In the 1920s and 1930s the New Zealand Railways Publicity Branch began highly successful campaigns that encouraged New Zealanders to see the scenic wonders of their country – not just beaches and thermal areas, but lakes, bush areas and mountains.
The by-then extensive rail network allowed ordinary people to take winter holidays at places once patronised mainly by the wealthy, such as the Chateau Tongariro. Inland destinations such as Waitomo Caves in the King Country and Queenstown in Central Otago were also accessible by rail and steamer.
Getting back to nature
Gradually, more people began to enjoy year-round bush tramping in scenic landscapes such as Fiordland and the West Coast in the South Island and the Tararua and Central Plateau regions in the North. For those prepared to rough it, this type of holiday became increasingly popular from the 1940s. The creation of more national parks in the 1950s supported the trend, and cars enabled people to reach many remote areas.
It’s your local
Most major towns and cities have preferred holiday spots within reasonable travelling distance. For Dunedinites, Central Otago is a favourite. Christchurch people often head to Arthur’s Pass, Banks Peninsula or north Canterbury beaches. Many Wellingtonians holiday on the Kapiti Coast, in the Wairarapa or across Cook Strait in the Marlborough Sounds. Hamiltonians prefer Whangamatā, Waihī Beach or ‘the Mount’ (Mt Maunganui). Aucklanders frequent places on the Coromandel Peninsula, west coast beaches such as Piha, and Northland resorts.

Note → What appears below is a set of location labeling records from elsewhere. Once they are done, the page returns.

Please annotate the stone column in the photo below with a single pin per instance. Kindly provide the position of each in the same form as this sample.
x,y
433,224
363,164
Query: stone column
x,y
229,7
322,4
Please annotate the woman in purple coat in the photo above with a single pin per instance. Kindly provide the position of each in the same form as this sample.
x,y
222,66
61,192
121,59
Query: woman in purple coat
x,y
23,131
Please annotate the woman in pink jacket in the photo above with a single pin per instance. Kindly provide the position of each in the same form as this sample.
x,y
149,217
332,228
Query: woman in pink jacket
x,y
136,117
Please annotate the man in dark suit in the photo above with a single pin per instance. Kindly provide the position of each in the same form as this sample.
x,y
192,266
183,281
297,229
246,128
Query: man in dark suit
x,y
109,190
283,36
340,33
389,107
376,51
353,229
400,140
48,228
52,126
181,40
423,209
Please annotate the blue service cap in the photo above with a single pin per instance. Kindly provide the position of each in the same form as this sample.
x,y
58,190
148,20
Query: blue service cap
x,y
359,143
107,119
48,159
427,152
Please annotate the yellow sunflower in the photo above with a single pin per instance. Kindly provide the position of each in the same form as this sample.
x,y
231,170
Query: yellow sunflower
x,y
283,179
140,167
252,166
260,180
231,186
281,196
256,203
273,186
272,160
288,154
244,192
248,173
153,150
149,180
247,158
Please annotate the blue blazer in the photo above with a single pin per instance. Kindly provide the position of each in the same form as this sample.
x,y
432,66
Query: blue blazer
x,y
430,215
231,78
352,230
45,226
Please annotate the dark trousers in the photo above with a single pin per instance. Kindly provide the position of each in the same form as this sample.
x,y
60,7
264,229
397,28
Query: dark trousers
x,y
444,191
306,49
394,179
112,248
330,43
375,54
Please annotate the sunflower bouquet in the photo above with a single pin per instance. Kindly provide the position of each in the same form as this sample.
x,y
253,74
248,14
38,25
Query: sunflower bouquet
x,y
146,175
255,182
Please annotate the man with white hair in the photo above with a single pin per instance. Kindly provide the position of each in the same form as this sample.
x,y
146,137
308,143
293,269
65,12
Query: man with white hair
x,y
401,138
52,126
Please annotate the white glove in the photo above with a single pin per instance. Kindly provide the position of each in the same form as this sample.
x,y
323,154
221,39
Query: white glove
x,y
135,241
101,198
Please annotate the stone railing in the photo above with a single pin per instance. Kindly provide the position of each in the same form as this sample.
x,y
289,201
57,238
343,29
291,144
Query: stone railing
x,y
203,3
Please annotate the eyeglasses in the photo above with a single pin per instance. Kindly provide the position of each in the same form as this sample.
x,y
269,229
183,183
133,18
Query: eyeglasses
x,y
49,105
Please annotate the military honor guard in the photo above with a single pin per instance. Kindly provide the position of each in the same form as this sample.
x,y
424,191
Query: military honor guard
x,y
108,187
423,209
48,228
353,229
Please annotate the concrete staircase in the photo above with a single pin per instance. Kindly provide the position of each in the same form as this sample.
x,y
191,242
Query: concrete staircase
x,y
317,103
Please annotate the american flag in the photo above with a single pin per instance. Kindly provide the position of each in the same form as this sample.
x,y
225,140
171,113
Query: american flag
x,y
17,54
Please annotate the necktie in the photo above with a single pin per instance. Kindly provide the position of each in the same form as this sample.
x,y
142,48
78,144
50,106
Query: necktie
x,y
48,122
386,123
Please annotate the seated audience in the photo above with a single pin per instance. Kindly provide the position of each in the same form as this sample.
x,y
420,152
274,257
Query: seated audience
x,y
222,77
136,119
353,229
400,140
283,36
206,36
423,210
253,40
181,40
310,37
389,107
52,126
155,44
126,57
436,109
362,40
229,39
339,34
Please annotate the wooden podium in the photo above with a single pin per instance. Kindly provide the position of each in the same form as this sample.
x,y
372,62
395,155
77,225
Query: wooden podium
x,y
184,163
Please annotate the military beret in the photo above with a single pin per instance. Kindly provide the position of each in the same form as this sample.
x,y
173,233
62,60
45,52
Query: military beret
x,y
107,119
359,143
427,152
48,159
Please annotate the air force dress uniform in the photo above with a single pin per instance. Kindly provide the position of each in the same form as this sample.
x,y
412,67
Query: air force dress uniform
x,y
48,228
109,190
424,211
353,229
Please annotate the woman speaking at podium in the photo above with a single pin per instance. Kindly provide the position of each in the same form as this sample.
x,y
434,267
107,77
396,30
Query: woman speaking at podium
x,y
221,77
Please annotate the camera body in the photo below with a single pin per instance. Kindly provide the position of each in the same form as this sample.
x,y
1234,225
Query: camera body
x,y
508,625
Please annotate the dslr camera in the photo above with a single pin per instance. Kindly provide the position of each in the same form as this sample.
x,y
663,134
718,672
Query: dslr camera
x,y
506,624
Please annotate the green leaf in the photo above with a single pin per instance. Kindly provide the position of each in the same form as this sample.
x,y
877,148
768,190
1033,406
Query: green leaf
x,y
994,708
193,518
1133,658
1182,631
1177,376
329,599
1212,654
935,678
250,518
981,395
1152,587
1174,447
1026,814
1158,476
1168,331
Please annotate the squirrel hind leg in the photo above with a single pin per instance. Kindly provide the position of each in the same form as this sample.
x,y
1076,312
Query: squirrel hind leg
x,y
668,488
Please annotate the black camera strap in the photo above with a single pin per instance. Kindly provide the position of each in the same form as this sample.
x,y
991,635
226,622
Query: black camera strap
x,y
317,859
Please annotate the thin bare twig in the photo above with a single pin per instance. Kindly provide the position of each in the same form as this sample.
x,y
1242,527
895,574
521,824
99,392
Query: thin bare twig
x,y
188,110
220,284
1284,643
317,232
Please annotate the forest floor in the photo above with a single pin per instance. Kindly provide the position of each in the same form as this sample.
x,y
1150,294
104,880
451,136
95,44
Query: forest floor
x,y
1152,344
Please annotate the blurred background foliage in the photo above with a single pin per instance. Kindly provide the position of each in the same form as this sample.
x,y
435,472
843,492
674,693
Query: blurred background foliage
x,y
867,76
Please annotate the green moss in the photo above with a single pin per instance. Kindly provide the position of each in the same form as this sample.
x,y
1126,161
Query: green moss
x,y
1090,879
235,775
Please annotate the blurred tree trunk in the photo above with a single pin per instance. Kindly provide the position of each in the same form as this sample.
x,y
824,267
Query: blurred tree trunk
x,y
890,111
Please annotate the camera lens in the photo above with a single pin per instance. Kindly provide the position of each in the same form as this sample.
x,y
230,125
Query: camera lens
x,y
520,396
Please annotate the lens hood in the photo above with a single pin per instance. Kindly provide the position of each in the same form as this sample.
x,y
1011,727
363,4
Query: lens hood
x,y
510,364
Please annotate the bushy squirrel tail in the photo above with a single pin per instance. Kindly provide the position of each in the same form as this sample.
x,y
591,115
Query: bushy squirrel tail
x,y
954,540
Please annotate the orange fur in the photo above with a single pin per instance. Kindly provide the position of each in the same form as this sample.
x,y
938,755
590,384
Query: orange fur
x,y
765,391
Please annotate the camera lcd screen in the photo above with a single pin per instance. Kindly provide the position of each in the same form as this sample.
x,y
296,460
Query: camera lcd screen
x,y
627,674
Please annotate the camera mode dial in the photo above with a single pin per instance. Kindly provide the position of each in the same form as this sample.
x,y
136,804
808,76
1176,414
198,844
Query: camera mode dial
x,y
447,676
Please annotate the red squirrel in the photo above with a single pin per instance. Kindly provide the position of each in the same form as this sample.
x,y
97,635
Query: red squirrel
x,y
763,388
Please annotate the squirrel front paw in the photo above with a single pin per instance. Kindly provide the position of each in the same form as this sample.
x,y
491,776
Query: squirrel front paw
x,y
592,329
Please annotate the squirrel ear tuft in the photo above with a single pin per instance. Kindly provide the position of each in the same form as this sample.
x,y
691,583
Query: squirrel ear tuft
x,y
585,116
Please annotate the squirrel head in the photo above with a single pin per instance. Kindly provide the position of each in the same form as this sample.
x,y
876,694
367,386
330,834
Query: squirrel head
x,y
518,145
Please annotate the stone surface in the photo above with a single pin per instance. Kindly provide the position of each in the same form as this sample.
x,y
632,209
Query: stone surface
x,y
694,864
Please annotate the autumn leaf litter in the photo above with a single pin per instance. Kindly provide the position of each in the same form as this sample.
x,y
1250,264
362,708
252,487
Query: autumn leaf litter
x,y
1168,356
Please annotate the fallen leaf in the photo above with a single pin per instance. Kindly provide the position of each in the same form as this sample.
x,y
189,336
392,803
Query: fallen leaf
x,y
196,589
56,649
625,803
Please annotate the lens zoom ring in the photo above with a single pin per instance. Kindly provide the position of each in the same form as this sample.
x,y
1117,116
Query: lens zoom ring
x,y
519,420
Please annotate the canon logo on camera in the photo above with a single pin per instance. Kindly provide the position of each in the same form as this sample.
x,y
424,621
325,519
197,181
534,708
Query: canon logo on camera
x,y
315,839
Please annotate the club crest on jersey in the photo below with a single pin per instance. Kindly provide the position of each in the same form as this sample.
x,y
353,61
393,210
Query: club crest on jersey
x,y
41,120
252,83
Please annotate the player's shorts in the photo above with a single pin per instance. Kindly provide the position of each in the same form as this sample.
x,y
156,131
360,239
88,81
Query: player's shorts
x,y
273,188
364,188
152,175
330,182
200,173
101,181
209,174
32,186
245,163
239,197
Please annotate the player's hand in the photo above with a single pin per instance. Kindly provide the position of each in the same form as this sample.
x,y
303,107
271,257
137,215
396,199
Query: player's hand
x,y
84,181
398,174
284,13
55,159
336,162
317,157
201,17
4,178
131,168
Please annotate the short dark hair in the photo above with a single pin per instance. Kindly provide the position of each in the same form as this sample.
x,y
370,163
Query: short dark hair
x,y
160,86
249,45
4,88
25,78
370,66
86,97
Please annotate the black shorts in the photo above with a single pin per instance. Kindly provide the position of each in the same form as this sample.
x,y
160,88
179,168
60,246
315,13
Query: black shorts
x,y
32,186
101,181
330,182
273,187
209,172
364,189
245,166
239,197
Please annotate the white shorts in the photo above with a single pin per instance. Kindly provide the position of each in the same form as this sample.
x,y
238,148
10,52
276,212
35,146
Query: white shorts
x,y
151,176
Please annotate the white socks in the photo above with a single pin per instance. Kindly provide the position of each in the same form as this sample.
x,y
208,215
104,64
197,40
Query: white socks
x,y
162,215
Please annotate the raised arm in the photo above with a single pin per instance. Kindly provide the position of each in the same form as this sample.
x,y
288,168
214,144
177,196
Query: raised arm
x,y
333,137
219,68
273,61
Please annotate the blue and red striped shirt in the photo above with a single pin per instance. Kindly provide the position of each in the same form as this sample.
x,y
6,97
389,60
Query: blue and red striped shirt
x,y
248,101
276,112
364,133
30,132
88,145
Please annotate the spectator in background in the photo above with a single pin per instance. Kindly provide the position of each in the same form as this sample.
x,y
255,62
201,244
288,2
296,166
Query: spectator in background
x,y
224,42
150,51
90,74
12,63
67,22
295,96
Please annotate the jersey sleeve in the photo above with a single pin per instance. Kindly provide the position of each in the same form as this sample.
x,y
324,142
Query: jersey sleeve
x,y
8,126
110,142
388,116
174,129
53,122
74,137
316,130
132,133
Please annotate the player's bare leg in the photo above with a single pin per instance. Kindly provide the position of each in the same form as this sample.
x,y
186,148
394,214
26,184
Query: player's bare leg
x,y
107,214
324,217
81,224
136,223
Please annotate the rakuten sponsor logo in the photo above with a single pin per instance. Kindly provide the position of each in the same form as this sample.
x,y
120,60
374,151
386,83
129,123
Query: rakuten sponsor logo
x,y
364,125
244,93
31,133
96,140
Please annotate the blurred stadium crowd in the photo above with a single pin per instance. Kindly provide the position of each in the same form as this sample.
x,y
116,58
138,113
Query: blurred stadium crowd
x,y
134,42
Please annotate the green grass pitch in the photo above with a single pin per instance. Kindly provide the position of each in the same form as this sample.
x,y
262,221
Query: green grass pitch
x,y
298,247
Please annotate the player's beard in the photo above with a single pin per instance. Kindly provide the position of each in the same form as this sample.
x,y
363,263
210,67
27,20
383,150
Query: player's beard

Cars also opened up more isolated beaches to holiday traffic. In post-war years, the beach holiday enjoyed its heyday. Some beaches far from major centres of population became favourite destinations.
At the top of the South Island, Tasman Bay and Golden Bay offered the winning combination of maximum sunshine and beautiful beaches. The idyllic Marlborough Sounds offered hundreds of kilometres of fiords and beaches, while on the South Island’s east coast, Kaikōura was famous for its seafood, especially crayfish.
In the North Island, Waimārama in Hawke’s Bay, the picturesque coves of the East Cape and surf beaches south around Wairoa and Gisborne were magnets for holidaymakers, while further north in the Bay of Plenty, hot spots such as Waihī Beach and Mt Maunganui attracted staggering numbers during January. Coromandel Peninsula, including Whangamatā, Whitianga and many other pristine beaches, was being promoted as a ‘pocket wonderland’ by the early 1970s. In Northland, the Aupōuri Peninsula, including Ninety Mile Beach, and the Bay of Islands promised endless sand, sun and surf.